Since this is a D’Amato/Gemser collaboration, the aforementioned sexuality in the film is of note. This, along with the rest of the Black Emanuelle series, is ostensibly a softcore erotic film. D’Amato chooses to show both his mastery of and contempt for the genre in Emanuelle and the Last Cannibals by ultimately turning the film’s sexuality against itself. Emmanuelle’s carefree bed hopping is later darkly parodied by the cannibals’ almost spiteful lust. As noted above, the characters are treated to a violence draped in sexual nuances. A gentle kiss on the breast is juxtaposed against the violent biting and tearing of a nipple more than once in the film, and D’Amato films the gore in loving close-ups clearly intended to be sinister inversions of traditional erotic filmmaking.

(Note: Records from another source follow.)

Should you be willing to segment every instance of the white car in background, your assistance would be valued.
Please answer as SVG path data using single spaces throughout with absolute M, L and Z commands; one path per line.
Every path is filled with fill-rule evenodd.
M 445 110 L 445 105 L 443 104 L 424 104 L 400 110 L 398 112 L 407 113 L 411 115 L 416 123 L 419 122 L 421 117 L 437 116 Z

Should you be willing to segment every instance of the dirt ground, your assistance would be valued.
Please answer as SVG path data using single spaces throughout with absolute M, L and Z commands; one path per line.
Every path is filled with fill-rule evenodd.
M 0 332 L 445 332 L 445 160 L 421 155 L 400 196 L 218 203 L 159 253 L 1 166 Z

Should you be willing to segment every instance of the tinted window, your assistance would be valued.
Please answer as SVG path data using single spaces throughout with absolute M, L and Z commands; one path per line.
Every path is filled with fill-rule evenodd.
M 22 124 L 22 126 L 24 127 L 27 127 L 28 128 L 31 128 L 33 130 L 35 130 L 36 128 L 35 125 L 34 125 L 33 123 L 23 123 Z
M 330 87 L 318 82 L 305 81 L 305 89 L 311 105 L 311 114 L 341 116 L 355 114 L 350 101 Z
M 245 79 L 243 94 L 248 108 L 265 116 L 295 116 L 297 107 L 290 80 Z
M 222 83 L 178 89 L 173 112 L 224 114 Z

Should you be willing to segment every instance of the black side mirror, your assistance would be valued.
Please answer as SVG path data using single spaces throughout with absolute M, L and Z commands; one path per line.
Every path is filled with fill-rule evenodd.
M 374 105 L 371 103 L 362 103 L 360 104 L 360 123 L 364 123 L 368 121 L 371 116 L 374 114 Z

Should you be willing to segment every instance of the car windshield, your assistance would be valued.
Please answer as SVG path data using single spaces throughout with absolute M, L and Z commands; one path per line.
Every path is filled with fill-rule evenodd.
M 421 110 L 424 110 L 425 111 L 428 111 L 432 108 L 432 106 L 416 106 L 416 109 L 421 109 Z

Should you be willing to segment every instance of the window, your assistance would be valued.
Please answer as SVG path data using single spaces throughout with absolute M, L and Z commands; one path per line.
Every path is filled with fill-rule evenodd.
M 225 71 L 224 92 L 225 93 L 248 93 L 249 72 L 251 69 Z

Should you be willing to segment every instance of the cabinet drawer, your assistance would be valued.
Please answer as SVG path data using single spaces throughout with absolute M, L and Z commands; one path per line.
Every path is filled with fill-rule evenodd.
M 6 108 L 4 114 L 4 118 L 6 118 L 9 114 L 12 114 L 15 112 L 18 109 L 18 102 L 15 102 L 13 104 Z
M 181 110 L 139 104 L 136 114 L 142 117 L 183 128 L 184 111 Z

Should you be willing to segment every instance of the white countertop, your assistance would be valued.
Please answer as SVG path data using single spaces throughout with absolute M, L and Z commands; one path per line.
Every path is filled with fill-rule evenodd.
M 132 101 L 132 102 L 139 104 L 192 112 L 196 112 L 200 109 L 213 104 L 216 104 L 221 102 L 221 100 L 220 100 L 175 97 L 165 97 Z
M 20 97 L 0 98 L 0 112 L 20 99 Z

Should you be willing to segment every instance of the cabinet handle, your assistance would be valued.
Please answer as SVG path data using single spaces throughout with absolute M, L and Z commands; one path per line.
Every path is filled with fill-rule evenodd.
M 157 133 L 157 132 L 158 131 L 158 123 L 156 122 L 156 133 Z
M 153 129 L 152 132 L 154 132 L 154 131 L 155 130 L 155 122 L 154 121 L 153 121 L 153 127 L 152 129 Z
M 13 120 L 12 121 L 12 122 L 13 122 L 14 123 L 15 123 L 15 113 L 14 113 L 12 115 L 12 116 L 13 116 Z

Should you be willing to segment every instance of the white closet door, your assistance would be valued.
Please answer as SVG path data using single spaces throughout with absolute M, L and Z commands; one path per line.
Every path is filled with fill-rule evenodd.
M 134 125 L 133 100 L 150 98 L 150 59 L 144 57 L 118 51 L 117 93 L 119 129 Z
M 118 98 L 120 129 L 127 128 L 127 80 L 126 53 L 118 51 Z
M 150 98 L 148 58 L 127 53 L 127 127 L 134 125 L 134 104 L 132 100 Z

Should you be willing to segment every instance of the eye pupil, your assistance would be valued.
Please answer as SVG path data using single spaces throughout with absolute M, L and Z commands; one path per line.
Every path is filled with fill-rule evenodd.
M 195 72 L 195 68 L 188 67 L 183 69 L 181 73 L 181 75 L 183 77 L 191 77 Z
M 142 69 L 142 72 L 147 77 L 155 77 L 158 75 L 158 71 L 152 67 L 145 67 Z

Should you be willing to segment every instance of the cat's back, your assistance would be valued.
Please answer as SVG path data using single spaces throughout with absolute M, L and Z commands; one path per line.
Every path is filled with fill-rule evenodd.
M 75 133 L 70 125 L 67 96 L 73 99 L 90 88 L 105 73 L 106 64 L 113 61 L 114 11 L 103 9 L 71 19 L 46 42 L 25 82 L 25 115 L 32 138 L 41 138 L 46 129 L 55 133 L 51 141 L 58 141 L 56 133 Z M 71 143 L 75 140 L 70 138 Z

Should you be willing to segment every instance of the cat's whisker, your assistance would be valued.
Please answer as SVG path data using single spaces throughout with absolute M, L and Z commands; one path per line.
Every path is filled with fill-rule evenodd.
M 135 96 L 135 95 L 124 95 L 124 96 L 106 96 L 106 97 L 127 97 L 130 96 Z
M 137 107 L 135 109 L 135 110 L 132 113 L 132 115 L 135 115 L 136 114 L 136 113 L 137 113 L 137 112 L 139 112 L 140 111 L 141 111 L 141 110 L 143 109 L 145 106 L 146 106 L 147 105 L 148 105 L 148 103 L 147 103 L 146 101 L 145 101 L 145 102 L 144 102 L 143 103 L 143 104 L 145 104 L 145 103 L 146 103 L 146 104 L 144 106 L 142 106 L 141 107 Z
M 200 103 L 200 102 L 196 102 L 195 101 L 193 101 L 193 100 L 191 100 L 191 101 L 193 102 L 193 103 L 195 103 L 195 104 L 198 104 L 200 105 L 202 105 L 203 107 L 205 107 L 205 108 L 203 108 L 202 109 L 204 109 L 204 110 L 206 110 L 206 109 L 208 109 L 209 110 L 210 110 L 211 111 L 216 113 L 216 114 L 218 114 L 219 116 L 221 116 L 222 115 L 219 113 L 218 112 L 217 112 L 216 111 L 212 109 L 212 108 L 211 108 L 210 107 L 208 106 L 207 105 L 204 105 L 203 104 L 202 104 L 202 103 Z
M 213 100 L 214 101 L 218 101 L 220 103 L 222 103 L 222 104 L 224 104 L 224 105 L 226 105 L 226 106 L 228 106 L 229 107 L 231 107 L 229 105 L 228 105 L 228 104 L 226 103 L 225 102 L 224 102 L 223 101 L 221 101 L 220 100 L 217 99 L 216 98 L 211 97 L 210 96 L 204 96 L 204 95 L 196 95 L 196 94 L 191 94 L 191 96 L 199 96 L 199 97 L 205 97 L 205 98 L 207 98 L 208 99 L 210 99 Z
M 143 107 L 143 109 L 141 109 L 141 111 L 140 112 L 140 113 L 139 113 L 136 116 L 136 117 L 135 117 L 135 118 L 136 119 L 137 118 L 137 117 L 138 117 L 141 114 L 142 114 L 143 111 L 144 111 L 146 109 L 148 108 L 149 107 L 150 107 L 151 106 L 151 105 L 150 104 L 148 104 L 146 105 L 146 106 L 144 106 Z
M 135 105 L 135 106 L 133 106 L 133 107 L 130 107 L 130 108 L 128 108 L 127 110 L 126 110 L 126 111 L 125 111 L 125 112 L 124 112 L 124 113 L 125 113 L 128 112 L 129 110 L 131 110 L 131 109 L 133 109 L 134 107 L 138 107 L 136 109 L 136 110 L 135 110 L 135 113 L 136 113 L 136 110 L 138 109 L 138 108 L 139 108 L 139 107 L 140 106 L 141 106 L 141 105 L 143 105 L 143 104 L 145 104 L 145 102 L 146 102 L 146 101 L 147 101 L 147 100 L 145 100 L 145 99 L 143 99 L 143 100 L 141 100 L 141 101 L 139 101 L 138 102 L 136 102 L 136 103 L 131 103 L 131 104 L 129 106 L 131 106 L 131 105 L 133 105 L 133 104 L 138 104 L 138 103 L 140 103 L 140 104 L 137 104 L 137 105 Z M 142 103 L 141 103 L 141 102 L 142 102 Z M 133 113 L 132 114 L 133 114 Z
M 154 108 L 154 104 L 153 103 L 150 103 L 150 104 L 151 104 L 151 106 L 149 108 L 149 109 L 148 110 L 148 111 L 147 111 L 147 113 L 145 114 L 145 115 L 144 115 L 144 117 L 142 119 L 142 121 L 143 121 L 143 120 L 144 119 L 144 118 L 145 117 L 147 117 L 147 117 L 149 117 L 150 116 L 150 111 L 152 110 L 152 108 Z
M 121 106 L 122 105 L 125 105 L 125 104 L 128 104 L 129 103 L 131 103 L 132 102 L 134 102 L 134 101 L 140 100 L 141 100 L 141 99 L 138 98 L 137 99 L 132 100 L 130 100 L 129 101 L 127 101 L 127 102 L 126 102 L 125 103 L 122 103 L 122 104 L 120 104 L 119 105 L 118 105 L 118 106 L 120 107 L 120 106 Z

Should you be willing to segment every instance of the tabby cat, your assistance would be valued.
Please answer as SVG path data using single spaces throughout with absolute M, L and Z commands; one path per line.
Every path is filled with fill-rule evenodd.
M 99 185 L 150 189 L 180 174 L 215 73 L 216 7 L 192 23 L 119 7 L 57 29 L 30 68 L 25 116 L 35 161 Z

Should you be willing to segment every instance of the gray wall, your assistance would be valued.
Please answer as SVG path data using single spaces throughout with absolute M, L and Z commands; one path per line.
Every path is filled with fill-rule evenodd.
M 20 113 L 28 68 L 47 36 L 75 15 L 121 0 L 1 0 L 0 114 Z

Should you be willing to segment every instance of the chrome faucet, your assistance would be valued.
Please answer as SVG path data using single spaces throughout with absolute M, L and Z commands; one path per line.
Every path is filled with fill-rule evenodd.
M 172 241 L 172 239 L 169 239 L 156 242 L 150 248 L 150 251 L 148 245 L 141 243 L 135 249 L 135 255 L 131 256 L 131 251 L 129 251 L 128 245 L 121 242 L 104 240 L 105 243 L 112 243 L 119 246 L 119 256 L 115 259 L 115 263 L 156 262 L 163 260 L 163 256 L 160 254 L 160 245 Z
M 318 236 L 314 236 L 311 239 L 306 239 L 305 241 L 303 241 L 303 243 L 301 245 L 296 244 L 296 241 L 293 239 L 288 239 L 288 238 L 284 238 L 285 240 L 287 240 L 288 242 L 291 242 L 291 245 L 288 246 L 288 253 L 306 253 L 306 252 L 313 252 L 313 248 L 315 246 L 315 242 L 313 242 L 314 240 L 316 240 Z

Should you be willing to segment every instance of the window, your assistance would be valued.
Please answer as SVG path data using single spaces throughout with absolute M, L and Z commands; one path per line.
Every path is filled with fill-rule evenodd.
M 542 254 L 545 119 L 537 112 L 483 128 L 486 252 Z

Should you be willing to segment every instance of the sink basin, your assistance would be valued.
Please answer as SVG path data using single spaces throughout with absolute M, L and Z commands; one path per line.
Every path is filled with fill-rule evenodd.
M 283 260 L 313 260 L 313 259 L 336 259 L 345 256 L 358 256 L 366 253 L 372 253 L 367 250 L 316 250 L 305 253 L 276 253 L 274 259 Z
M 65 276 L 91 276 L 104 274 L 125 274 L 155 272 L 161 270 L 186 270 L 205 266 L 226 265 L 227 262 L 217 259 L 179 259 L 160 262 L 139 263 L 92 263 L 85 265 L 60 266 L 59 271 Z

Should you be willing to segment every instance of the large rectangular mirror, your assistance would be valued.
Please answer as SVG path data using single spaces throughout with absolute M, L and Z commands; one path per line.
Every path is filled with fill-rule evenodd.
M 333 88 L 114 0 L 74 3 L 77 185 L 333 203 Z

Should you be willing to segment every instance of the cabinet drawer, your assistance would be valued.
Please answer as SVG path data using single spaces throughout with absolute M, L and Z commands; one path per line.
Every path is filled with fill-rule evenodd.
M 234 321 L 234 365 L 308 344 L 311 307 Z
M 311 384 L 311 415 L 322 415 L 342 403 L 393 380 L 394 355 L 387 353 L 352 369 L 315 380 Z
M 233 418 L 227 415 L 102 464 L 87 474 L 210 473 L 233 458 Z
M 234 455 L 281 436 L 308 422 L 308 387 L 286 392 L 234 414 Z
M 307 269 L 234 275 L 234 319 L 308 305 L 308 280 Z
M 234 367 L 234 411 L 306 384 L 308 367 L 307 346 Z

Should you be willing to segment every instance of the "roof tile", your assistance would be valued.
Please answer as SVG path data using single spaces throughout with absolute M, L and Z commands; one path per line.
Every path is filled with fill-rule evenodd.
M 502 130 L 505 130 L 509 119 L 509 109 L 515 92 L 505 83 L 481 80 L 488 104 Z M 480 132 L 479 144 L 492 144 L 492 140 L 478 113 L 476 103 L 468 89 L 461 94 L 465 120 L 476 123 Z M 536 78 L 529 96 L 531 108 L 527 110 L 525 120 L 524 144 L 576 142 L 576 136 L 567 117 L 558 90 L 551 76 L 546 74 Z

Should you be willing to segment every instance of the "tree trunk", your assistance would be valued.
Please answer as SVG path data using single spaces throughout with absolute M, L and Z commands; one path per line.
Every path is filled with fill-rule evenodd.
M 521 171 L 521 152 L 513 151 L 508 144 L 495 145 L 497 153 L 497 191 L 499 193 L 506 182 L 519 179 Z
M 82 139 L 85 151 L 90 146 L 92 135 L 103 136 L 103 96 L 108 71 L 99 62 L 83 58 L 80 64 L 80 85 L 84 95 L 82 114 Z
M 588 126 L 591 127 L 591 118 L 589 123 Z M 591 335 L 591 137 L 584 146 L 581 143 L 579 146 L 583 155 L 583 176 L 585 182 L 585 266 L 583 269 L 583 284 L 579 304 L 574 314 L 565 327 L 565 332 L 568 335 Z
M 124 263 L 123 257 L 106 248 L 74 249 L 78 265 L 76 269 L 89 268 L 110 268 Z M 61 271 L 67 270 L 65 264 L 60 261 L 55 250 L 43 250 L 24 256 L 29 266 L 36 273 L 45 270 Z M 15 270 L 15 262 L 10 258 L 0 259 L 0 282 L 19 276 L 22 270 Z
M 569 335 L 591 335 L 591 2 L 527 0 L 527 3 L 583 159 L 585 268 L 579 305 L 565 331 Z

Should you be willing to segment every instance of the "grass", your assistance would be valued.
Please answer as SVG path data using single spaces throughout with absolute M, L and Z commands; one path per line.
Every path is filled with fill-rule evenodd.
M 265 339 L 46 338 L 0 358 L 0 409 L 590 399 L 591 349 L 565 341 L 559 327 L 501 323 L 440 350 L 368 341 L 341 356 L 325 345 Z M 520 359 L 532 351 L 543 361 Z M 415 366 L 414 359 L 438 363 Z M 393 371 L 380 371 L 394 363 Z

Emanuelle and the Last Cannibals is at first glance an exploitive mix of sex and violence, but there is additionally a strong element of psychological horror. The pessimistic D’Amato presents a world where your worst fears are justified, despite the often overwhelming evidence that what you are afraid of is merely make-believe. The unifying theme of the four ‘77—‘78 Black Emanuelle films is this idea that these “monsters in the closet” of modern society are both very real and very dangerous. We see this here in a manner in which the “cannibal myth” is dismissed by Emanuelle, the newspaper’s research staff, Professor Lester, and finally the inhabitants of the jungle itself. The notion that they are faced with any tangible threat of cannibals is presented as illogical—this idea, of the illogical taking form, has been an integral part of horror from the writings of Poe and Lovecraft to cinematic works of Romero and Argento. Emanuelle and the Last Cannibals sustains this concept, presenting a world existing unnoticed within our own, waiting silently for any unwitting passersby to fall into its clutches.